4) Even if it were legal for churches to get fully involved in the political process, it would still be a bad idea for multiple reasons. First, our culture is already too polarized. Communities of faith are among the last venues where people of different political persuasions still work together despite their differences. If we start taking political sides, churches will be just as partisan as the rest of the country. (Too many already are.) Second, churches will become a tool of political parties. After the Watergate scandal, Rev. Billy Graham confessed that his public support of Nixon had been a mistake. He realized he was being used for political cover. When churches take partisan positions, they are reduced to serving political agendas and cease to be independent voices of moral authority. Third, using spiritual authority to pressure parishioners to vote a certain way is abusive and immoral.

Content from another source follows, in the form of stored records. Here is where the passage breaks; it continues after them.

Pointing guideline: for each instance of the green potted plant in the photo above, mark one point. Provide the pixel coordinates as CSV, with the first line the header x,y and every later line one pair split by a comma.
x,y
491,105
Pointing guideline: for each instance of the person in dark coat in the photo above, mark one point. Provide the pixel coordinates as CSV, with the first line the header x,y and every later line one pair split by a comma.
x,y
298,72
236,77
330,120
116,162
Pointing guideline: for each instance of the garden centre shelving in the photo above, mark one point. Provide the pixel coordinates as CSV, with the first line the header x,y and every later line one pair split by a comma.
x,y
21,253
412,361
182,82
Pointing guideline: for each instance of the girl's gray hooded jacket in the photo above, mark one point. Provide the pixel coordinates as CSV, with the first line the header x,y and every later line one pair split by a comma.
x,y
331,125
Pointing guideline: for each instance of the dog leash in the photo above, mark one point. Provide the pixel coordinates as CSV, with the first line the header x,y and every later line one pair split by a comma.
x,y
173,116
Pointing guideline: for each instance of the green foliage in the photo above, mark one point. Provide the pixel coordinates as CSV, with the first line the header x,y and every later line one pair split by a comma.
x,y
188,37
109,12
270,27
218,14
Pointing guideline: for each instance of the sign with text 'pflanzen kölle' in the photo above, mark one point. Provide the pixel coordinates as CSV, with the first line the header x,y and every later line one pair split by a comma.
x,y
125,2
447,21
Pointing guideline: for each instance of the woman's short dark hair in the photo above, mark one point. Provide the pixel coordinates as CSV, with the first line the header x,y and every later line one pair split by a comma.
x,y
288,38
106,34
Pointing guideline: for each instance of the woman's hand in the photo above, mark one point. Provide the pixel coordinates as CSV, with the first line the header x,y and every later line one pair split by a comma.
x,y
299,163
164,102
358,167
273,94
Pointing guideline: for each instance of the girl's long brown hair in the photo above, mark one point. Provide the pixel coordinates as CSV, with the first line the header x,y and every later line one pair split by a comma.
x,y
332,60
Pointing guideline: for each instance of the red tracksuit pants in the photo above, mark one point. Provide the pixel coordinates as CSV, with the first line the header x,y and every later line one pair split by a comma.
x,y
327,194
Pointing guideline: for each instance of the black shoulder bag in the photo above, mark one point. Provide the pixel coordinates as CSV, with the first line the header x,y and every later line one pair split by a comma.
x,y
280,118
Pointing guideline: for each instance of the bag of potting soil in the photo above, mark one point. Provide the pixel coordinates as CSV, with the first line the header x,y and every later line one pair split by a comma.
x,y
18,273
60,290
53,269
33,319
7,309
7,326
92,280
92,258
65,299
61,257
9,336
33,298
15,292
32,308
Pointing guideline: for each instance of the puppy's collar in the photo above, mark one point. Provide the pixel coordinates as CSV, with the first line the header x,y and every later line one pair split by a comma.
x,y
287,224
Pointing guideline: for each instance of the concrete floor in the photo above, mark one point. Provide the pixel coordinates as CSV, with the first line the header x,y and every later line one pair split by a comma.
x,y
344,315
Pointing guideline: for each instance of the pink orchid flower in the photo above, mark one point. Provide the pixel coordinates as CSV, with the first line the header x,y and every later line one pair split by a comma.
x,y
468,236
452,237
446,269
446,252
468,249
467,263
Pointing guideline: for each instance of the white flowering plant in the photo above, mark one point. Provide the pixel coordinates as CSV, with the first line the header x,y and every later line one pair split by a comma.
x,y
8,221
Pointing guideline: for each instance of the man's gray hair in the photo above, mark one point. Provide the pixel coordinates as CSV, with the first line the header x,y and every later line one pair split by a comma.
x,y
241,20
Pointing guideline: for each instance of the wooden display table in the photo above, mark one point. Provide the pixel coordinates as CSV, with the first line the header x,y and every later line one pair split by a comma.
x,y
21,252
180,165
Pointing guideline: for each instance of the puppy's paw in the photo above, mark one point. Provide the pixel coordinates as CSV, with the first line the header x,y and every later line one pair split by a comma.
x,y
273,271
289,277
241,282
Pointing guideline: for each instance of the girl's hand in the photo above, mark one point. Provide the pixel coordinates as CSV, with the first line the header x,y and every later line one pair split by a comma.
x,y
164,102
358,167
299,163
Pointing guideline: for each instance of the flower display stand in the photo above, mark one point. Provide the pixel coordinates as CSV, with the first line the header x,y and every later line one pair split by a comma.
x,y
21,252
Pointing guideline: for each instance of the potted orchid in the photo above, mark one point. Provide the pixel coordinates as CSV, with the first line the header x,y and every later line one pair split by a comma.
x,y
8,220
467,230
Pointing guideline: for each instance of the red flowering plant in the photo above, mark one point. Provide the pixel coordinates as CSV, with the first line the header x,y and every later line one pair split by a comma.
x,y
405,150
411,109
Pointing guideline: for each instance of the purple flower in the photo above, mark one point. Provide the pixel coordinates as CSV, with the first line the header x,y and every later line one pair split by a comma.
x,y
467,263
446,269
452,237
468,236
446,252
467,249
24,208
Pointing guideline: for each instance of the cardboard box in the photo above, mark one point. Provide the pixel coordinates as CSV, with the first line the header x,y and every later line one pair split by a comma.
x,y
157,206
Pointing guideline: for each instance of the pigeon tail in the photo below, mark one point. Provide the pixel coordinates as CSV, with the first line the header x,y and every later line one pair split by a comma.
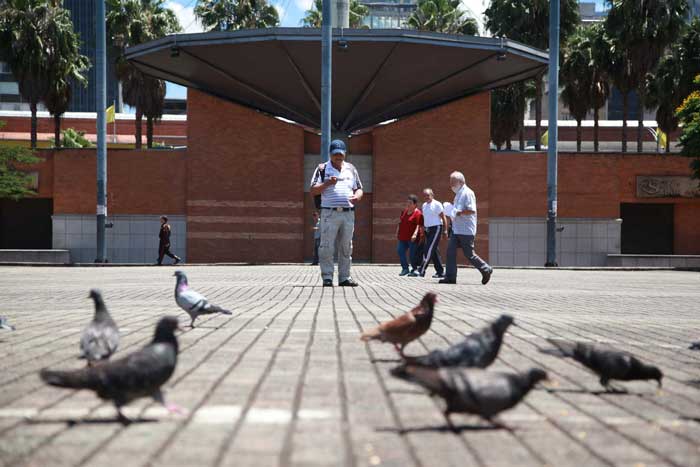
x,y
371,334
79,379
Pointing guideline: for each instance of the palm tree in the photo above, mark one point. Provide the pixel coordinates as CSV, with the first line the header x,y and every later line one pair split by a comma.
x,y
132,22
444,16
65,65
231,15
313,17
642,31
600,84
23,31
576,74
527,21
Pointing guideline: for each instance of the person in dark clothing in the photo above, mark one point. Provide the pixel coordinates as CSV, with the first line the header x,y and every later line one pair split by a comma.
x,y
164,246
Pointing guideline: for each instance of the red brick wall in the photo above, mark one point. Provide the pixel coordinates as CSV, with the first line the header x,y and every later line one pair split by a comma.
x,y
245,198
138,182
421,151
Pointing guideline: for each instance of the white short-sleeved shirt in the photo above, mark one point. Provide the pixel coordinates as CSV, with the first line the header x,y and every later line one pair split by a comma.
x,y
465,200
431,213
338,195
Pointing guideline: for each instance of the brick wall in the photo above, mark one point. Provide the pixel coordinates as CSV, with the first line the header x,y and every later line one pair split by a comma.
x,y
244,179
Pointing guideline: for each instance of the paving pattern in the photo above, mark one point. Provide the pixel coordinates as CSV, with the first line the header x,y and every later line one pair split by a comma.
x,y
286,381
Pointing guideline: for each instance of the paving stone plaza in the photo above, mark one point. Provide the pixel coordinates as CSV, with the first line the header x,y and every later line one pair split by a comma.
x,y
286,380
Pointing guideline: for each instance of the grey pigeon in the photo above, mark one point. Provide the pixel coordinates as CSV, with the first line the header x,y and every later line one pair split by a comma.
x,y
193,302
478,349
100,338
609,364
5,325
472,390
140,374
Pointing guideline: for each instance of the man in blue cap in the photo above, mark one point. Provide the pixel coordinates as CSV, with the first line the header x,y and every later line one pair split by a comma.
x,y
340,187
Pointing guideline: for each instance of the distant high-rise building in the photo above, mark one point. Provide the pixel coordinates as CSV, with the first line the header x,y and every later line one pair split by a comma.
x,y
84,99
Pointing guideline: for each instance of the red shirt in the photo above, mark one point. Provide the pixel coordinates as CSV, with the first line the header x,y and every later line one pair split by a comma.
x,y
408,224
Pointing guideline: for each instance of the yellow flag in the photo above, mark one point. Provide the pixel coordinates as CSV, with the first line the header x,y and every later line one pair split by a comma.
x,y
110,113
661,136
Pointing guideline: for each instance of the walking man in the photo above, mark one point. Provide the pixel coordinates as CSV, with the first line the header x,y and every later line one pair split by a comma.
x,y
435,226
463,231
340,187
164,242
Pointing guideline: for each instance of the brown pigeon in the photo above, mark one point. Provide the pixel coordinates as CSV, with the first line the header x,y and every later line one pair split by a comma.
x,y
406,328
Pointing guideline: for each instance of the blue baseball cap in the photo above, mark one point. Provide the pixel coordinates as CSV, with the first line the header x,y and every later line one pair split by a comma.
x,y
337,147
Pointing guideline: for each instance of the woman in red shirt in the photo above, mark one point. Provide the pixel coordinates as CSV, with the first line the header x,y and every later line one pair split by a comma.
x,y
408,233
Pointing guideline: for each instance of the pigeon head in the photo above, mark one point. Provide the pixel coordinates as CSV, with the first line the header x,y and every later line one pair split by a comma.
x,y
502,324
429,301
165,329
534,376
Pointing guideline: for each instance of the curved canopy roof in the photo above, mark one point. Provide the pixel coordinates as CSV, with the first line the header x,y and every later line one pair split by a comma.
x,y
377,74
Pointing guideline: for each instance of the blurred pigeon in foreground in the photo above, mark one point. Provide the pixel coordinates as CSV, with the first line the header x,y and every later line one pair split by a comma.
x,y
609,364
472,390
140,374
478,349
406,328
5,325
101,338
192,302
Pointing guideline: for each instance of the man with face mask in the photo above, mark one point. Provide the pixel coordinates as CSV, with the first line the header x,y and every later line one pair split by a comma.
x,y
463,231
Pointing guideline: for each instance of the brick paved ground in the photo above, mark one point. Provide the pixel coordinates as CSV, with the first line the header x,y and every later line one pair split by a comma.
x,y
285,381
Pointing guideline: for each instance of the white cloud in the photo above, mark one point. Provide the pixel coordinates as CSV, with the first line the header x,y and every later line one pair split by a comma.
x,y
185,14
476,9
304,5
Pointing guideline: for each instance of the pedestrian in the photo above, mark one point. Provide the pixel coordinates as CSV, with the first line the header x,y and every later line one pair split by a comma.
x,y
435,226
463,231
407,233
339,185
164,242
317,236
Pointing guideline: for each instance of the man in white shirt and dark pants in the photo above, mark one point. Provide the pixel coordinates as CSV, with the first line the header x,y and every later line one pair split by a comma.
x,y
463,231
339,185
435,226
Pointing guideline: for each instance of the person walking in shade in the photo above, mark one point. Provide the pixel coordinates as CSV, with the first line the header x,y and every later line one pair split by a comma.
x,y
164,242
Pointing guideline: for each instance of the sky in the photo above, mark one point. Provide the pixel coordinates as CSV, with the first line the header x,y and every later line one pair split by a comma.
x,y
290,12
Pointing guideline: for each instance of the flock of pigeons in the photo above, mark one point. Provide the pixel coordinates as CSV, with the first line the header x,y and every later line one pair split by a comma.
x,y
457,374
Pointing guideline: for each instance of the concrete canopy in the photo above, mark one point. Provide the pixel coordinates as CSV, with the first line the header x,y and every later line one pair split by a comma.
x,y
378,75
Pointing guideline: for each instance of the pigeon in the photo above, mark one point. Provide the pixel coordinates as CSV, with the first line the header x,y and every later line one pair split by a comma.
x,y
192,302
478,349
5,325
101,338
406,328
139,374
609,364
472,390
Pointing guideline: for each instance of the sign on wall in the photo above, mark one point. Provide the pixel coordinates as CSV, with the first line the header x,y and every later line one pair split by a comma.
x,y
667,187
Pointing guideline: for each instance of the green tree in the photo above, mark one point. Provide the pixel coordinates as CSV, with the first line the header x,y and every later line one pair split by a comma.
x,y
129,23
689,115
231,15
23,40
446,16
507,108
14,183
640,32
313,17
527,21
65,66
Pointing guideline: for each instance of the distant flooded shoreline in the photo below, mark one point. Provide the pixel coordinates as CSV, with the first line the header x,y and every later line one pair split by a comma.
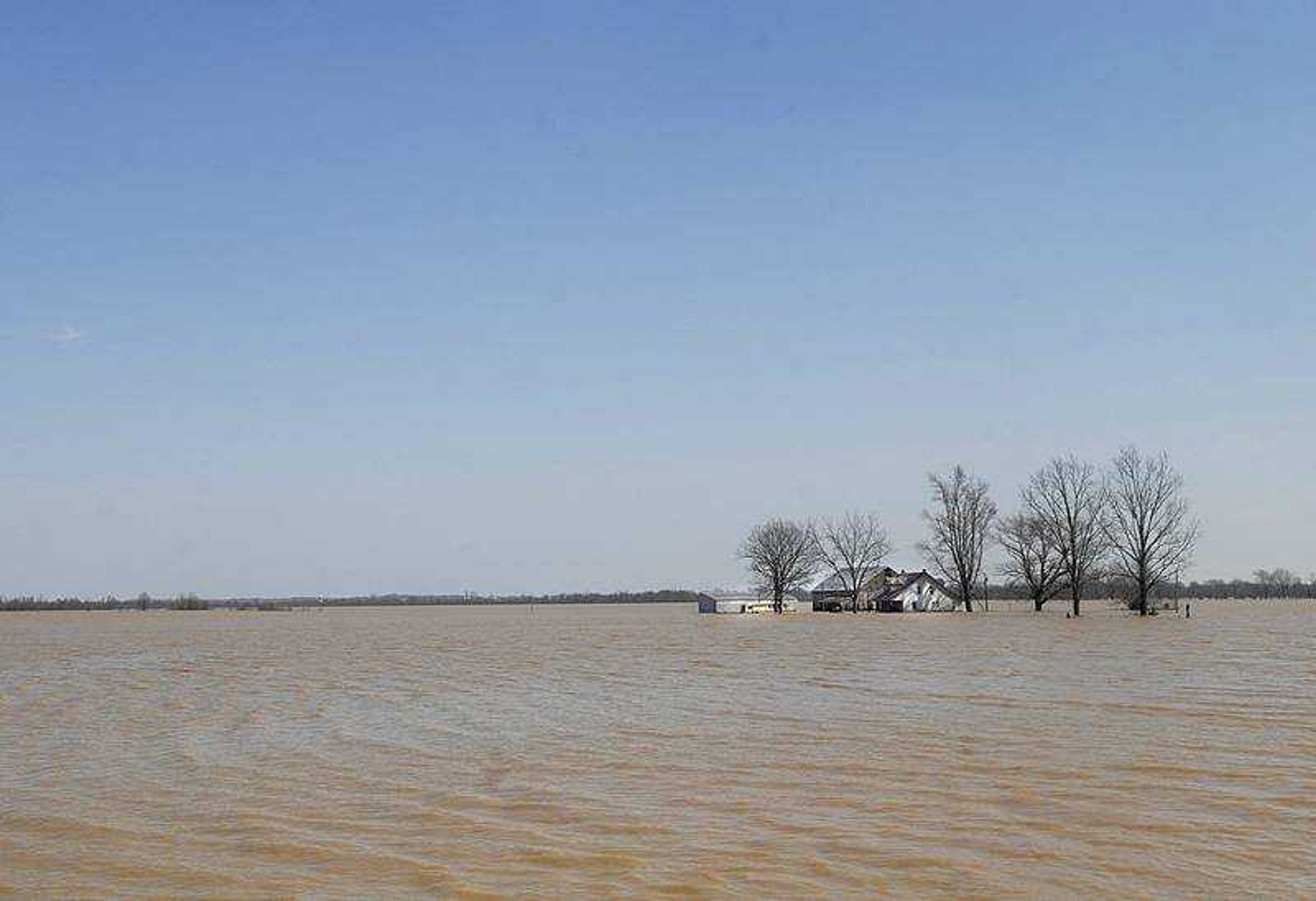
x,y
586,750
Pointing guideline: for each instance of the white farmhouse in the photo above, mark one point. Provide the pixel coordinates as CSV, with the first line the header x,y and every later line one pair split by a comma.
x,y
888,591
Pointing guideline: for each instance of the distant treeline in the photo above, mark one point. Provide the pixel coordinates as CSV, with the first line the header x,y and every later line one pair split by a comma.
x,y
194,603
1211,589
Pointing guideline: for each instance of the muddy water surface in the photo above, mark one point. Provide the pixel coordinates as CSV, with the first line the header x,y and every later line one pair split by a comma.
x,y
648,750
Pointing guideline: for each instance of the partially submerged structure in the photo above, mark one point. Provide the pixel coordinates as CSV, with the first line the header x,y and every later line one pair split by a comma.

5) The Johnson amendment gives churches and pastors the ability to say to politicians who pressure them for support, “As a tax-exempt organization, we can’t do that.” Without the law, we become open season for candidates looking for a quick way to reach lots of voters, and even better, receive tax-exempt contributions, thus manipulating religious communities for their own political and financial purposes.
The Johnson amendment was passed without fanfare in the year 1954. That was the same year “in God we trust” was adopted as the national motto and “under God” was added to the Pledge of Allegiance. It was the height of the Red Scare, when the “Judeo-Christian ethic” was being celebrated as evidence of our moral superiority over godless Soviet Communism. It’s hard to imagine an era when American society was more overtly religious than the 1950s. Yet even then, hardly a whimper was heard in opposition to this law. A wide bi-partisan consensus considered it to be common sense.
The popular consensus has not changed. And it’s still common sense. Seems like that ought to be enough to settle the issue. But I know better. In this strange climate, consensus and good sense rarely add up to a sure thing.